2. The method of claim 1, further comprising, after said segmenting the image under test into a plurality of super-pixel regions:

and removing the super pixel regions with the size smaller than a preset value or the super pixel fraction lower than a threshold value.

3. The method of claim 1, wherein said embedding said semantic tags into said superpixel region, generating a saliency region, comprises:

embedding the semantic label into the super-pixel region by utilizing a manifold learning algorithm;

acquiring a base matrix and a sparse matrix from an original matrix of the super-pixel region according to the semantic label;

correspondingly acquiring the saliency areas from the super-pixel areas according to the base matrix;

wherein the base matrix represents a feature matrix with semantic tags and the sparse matrix represents a feature matrix without tags.

4. The method of claim 3, further comprising, after said embedding said semantic tag into said superpixel region, generating a saliency region:

calculating a significance score of the significance region according to the sparse coding norm of the significance region;

and sequencing the significance regions according to the significance scores to generate a generalized sequence pattern set.

5. The method according to claim 4, wherein the extracting the depth feature of the salient region and generating an image kernel of the image to be detected comprises:

acquiring depth features of the salient region corresponding to the generalized sequence pattern set according to a neural network architecture;

acquiring a feature vector of the depth feature;

and acquiring the image kernel from the salient region according to the Euclidean distance between the feature vectors.

6. The method of claim 5, wherein the processing the image kernel with the vector classifier to perform scene classification on the image under test comprises:

training a multi-class support vector machine classifier based on the image kernel;

and utilizing the support vector machine classifier to correspond the image to be detected to different scene categories according to the feature vector of the image to be detected.
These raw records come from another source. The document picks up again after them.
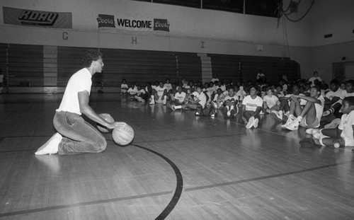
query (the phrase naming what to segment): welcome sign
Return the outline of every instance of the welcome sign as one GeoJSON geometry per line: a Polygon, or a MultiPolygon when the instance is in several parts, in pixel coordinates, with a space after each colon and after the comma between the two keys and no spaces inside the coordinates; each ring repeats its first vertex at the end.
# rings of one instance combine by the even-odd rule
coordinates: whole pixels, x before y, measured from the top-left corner
{"type": "Polygon", "coordinates": [[[117,28],[140,31],[170,31],[170,23],[167,19],[139,19],[99,14],[97,21],[98,28],[117,28]]]}

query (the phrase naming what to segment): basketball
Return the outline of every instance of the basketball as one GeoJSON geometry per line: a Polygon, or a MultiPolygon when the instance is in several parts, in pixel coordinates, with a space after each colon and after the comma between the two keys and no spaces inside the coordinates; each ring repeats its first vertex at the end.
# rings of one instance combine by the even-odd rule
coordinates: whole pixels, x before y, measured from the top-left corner
{"type": "Polygon", "coordinates": [[[122,125],[113,129],[112,137],[119,145],[127,145],[134,139],[134,130],[129,125],[122,125]]]}
{"type": "MultiPolygon", "coordinates": [[[[114,119],[112,116],[110,116],[110,114],[108,113],[101,113],[98,114],[98,116],[106,120],[107,122],[112,123],[114,122],[114,119]]],[[[105,132],[107,133],[109,132],[109,130],[105,127],[103,127],[103,125],[101,125],[100,124],[97,123],[97,129],[101,132],[105,132]]]]}

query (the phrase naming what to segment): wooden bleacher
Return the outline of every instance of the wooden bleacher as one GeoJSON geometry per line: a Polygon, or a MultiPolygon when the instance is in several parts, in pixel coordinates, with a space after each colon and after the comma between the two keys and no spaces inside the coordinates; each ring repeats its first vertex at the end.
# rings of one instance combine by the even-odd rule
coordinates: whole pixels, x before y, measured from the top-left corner
{"type": "MultiPolygon", "coordinates": [[[[57,86],[45,86],[43,46],[0,44],[0,69],[5,75],[6,51],[8,47],[8,86],[11,93],[62,93],[70,76],[82,68],[81,57],[87,47],[57,47],[57,86]],[[27,84],[27,83],[28,84],[27,84]]],[[[147,81],[177,83],[202,81],[202,65],[197,53],[121,49],[101,49],[103,53],[102,74],[93,77],[93,91],[118,92],[122,79],[128,84],[145,86],[147,81]]],[[[278,83],[285,73],[290,81],[298,79],[299,65],[289,58],[208,54],[212,73],[219,79],[234,82],[255,81],[258,69],[263,69],[268,82],[278,83]],[[241,71],[239,64],[241,64],[241,71]]]]}

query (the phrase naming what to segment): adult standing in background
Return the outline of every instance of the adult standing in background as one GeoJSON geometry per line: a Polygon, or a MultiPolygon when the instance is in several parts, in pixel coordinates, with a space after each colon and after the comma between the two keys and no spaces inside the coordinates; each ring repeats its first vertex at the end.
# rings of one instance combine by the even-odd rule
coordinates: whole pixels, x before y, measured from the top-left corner
{"type": "Polygon", "coordinates": [[[311,83],[311,87],[315,86],[314,81],[316,79],[319,81],[322,82],[322,79],[321,79],[321,77],[319,76],[319,73],[316,71],[315,71],[314,72],[314,76],[309,79],[309,83],[311,83]]]}

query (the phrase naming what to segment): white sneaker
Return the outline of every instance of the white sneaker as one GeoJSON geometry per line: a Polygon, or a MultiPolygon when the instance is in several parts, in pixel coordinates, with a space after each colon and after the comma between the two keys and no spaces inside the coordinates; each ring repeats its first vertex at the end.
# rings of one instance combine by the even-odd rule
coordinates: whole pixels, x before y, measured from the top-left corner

7. An image processing apparatus characterized by comprising:

the image segmentation module is used for segmenting an image to be detected into a plurality of super pixel areas;

the label acquisition module is used for acquiring a semantic label corresponding to the semantic feature according to the semantic feature of the super pixel region;

the label embedding module is used for embedding the semantic label into the super-pixel region to generate a saliency region;

the feature extraction module is used for extracting the depth features of the salient region and generating an image kernel of the image to be detected;

and the scene classification module is used for processing the image kernel by using a vector classifier and carrying out scene classification on the image to be detected.

8. The apparatus of claim 7, wherein the tag embedding module is to:

9. The apparatus of claim 7, wherein the feature extraction module is configured to:

acquiring a feature vector of the depth feature;

10. An electronic device, comprising:

a memory for storing a computer program;

a processor for performing the method of any one of claims 1 to 6.